Friday, February 13, 2009

The Unfortunate Truth

Why do people get married???? I am at a point in my life that I have no idea why I got married. Nevertheless, why I got married twice.

I think I, like most women, were under the illusion that when a woman marries her "prince" that he will take care of her, protect her, tend to her, be there to hold her hands in times of trouble, tell her how beautiful and amazing she is each and everyday, encourage her to do amazing things with her life. We get married to go to "that place" in our lives and to truly share our lives with the person we love so deeply. Well, we were wrong. We all were terribly wrong.

The truth is, I saw my husband more when we were casually dating that I ever do now. I get to see him when he wakes up. For those glorious 10 minutes he comes out of the room, kisses me, grabs a soda, and then he disappears into his routine of getting ready for work. He leaves quickly and I dont see him again until the next morning, when it starts all over again. On his days off, he is trapped in his bedroom watching Sports Center or playing video games with the children. I might get an hour or two of tv time with him in there and then he disappears to the grocery store for an hour and a half to get a taco kit and ice. (sigh)

I think to myself, maybe i should never have married him. If we weren't married, he would have to make an effort to spend time with me and see me. The time he spends with me would not be taken for granted. More importantly, if we were not married, i wouldnt have to spend all my days picking up the diaster areas he leaves behind in the house.

When you get married, you are not taken care of. In fact, I am convinced that men only marry women to get a "mother that they can legally have sex with". They marry you, and then expect you to pay all the bills, do all the chores, do the ironing, dishes, take care of the kids, do the cooking, remember presents on everyone's birthdays, find all the sales, clip the coupons, do the taxes, shovel the driveway, scrub the toilet, and suck their dick all in one day.

I think the beauty of fairy tales were that princes are rich. They had hired help to do everything for them. So there wasnt much left over that the prince needed, so he could spend a little effort showering his woman with affection and praise because afterall when you arent fighting about why the little woman hasnt gotten to the "whites" pile of laundry yet, you have PLENTY OF TIME on your hands.

I think one of two things need to happen in this day and age.

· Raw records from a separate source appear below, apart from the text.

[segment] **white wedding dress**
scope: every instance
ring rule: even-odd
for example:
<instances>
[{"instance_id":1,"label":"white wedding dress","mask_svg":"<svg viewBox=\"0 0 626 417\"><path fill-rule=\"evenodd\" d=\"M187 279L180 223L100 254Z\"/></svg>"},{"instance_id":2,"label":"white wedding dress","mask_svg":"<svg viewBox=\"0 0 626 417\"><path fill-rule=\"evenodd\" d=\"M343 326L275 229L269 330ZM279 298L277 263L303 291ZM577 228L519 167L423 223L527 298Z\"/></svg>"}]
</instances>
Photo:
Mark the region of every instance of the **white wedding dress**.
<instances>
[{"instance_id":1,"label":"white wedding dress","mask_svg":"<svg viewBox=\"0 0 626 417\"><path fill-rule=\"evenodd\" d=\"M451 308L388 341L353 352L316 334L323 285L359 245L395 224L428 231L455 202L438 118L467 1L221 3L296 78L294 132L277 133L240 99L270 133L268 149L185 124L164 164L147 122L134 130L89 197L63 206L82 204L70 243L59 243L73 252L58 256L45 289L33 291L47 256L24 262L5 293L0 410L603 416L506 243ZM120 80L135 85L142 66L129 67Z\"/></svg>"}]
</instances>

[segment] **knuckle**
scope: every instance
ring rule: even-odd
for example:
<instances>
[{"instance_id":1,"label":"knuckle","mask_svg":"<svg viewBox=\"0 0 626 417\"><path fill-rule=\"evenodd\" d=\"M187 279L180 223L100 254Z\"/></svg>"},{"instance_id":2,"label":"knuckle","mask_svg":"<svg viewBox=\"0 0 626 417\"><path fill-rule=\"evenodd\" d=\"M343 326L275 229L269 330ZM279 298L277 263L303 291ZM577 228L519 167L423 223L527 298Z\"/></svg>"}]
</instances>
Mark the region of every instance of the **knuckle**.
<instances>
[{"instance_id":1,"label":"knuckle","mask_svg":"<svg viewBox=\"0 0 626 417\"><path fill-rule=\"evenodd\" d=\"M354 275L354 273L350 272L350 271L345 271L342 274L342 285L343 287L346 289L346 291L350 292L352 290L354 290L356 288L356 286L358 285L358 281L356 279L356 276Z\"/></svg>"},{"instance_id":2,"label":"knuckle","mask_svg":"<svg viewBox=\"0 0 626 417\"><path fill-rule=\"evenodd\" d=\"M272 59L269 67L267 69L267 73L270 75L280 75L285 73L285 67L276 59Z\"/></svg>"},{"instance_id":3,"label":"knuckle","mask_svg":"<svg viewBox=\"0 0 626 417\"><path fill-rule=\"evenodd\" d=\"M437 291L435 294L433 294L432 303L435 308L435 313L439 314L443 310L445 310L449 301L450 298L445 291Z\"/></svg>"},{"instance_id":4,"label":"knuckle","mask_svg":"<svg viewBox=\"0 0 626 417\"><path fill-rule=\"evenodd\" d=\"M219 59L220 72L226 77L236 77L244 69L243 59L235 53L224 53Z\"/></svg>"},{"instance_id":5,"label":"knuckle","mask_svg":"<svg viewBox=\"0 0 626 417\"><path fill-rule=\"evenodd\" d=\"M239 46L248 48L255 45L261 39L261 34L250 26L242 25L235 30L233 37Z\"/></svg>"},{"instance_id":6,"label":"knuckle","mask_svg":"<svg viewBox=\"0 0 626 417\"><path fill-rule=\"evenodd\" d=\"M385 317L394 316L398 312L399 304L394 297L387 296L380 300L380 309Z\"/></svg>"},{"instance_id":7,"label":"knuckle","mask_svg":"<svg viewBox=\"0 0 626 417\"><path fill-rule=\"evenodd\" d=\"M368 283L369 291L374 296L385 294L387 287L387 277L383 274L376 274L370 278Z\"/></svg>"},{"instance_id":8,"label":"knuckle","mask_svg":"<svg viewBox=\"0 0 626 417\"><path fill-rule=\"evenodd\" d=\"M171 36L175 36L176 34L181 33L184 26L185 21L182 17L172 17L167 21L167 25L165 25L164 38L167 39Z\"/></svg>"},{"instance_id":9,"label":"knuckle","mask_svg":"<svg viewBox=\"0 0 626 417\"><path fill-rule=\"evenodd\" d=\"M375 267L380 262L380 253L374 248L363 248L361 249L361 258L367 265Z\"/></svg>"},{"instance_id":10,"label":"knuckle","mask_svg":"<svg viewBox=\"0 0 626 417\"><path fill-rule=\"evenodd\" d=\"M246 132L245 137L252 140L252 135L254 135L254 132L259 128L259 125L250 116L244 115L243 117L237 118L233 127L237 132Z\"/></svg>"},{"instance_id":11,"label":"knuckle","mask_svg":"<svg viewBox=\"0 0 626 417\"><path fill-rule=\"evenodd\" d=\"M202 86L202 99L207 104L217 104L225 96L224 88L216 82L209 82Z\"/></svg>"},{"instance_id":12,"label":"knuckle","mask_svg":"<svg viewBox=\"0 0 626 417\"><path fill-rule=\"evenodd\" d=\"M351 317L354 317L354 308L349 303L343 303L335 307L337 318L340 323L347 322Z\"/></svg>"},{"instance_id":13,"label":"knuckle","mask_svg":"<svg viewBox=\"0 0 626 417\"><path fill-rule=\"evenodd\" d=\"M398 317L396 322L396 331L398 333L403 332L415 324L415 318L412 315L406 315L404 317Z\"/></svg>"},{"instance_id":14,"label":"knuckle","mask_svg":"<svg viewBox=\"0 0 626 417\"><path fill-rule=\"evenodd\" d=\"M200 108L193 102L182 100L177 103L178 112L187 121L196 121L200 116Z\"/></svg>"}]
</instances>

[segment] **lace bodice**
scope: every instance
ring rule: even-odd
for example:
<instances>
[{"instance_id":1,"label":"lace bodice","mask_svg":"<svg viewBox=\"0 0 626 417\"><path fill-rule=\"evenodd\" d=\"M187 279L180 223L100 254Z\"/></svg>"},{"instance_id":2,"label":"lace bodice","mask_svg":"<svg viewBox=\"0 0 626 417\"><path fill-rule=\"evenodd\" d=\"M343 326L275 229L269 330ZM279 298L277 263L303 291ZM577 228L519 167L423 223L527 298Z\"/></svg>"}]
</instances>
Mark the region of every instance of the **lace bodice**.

Either men need to seriously be educated in chivalry and manners. The importance of people and respect for their feelings....OR all of us women need to stay single. Make a life for ourselves that we can deal with and be proud of and keep a man on speed dial for the times you need sex.

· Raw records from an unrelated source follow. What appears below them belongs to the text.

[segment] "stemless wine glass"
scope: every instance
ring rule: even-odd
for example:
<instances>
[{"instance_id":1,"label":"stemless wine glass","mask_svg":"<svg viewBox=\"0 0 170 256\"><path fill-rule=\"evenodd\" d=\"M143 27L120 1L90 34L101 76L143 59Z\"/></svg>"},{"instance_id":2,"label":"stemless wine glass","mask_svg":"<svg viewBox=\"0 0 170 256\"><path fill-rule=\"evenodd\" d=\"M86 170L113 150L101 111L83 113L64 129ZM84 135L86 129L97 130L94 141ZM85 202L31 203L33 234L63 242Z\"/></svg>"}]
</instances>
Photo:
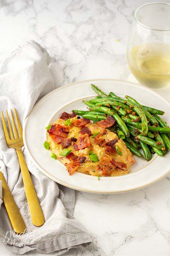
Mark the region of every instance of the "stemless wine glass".
<instances>
[{"instance_id":1,"label":"stemless wine glass","mask_svg":"<svg viewBox=\"0 0 170 256\"><path fill-rule=\"evenodd\" d=\"M136 10L127 49L130 69L142 84L170 84L170 4L151 3Z\"/></svg>"}]
</instances>

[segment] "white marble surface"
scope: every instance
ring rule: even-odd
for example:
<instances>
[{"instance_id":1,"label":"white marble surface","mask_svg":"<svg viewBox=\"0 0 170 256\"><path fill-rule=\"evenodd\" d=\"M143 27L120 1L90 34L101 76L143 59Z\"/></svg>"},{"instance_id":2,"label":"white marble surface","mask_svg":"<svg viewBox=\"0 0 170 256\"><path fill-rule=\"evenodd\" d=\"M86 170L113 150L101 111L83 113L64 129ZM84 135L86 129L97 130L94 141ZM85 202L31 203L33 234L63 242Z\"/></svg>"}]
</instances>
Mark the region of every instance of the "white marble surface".
<instances>
[{"instance_id":1,"label":"white marble surface","mask_svg":"<svg viewBox=\"0 0 170 256\"><path fill-rule=\"evenodd\" d=\"M2 0L0 54L33 39L57 61L51 67L56 86L93 78L135 81L126 58L129 24L134 10L147 2ZM169 100L169 88L157 92ZM74 216L86 227L93 244L84 252L72 250L66 255L169 255L169 185L170 175L126 194L76 192ZM2 245L0 254L13 255Z\"/></svg>"}]
</instances>

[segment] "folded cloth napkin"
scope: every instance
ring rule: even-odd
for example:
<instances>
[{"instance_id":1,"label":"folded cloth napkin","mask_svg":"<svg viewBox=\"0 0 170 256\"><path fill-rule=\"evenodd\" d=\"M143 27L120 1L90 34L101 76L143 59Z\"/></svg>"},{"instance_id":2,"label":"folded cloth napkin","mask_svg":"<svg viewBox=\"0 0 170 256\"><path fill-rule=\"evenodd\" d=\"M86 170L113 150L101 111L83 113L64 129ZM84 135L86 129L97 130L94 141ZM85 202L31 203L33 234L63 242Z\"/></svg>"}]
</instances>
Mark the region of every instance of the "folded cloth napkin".
<instances>
[{"instance_id":1,"label":"folded cloth napkin","mask_svg":"<svg viewBox=\"0 0 170 256\"><path fill-rule=\"evenodd\" d=\"M0 60L1 110L15 108L23 124L35 102L55 88L50 63L47 51L34 41ZM6 145L1 120L0 159L7 170L3 174L27 228L27 233L16 236L2 205L1 241L18 254L36 251L56 252L59 255L71 248L86 247L91 243L89 236L72 217L74 191L50 180L33 165L25 150L24 154L45 218L41 227L31 223L17 156L15 149Z\"/></svg>"}]
</instances>

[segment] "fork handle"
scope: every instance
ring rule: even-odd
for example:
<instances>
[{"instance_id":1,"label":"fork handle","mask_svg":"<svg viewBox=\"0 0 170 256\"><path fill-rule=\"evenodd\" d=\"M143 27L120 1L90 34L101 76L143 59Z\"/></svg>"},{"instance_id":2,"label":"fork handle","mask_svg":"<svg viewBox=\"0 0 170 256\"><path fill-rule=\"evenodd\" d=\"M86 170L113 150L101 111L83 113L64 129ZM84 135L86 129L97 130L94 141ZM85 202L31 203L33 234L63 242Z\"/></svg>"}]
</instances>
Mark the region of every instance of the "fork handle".
<instances>
[{"instance_id":1,"label":"fork handle","mask_svg":"<svg viewBox=\"0 0 170 256\"><path fill-rule=\"evenodd\" d=\"M43 214L21 148L17 149L17 153L32 222L35 226L40 227L45 222Z\"/></svg>"},{"instance_id":2,"label":"fork handle","mask_svg":"<svg viewBox=\"0 0 170 256\"><path fill-rule=\"evenodd\" d=\"M26 226L20 215L19 209L14 201L9 187L5 180L4 175L0 172L0 180L3 185L3 198L4 204L10 220L12 227L15 233L21 234L26 230Z\"/></svg>"}]
</instances>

Otherwise you are left on a couch in front of the computer thinking to yourself, " I am married to a man who is never here and has left me with a pack of his children to raise and send him updates on" I feel like those christian charity people who are asking you to send money to sponsor your child and whenever your donation is received, we will send you a picture and tell you how your child is doing. This is Jonathan, he is almost two years old now. He likes Jacks Big Music Show and Mac and Cheese. He is very grateful that you send money to buy him milk. Thanks.

2 comments:

Cheryl said...

Thanks for the shout-out. Yes, I saw me in there, LOL.

I think technology has been a huge culprit in the way we spend our time together, too. There's a lot less talking because the TV is on, the laptop is open, and the texting alert keeps going off. I'm seriously starting to consider a 30-min period of "unplugged" time daily (which will admittedly be hardest on me probably).

Jenny Nash said...

Hey girl - Just discovered your blog. First of all -- love the header. Why didn't I predict you would have some sexy siren on the top? Secondly -- man, I'm glad I'm not alone. My situation is a little bit different, but I have been realizing my own "unfortunate truth" recently, too. Can you say -- therapy? prescriptions? prayer? That's where I'm headed. :) Surely they're right when they say, "What doesn't kill us will only make us stronger." right? Hang in there -- Scream at me whenever you need to.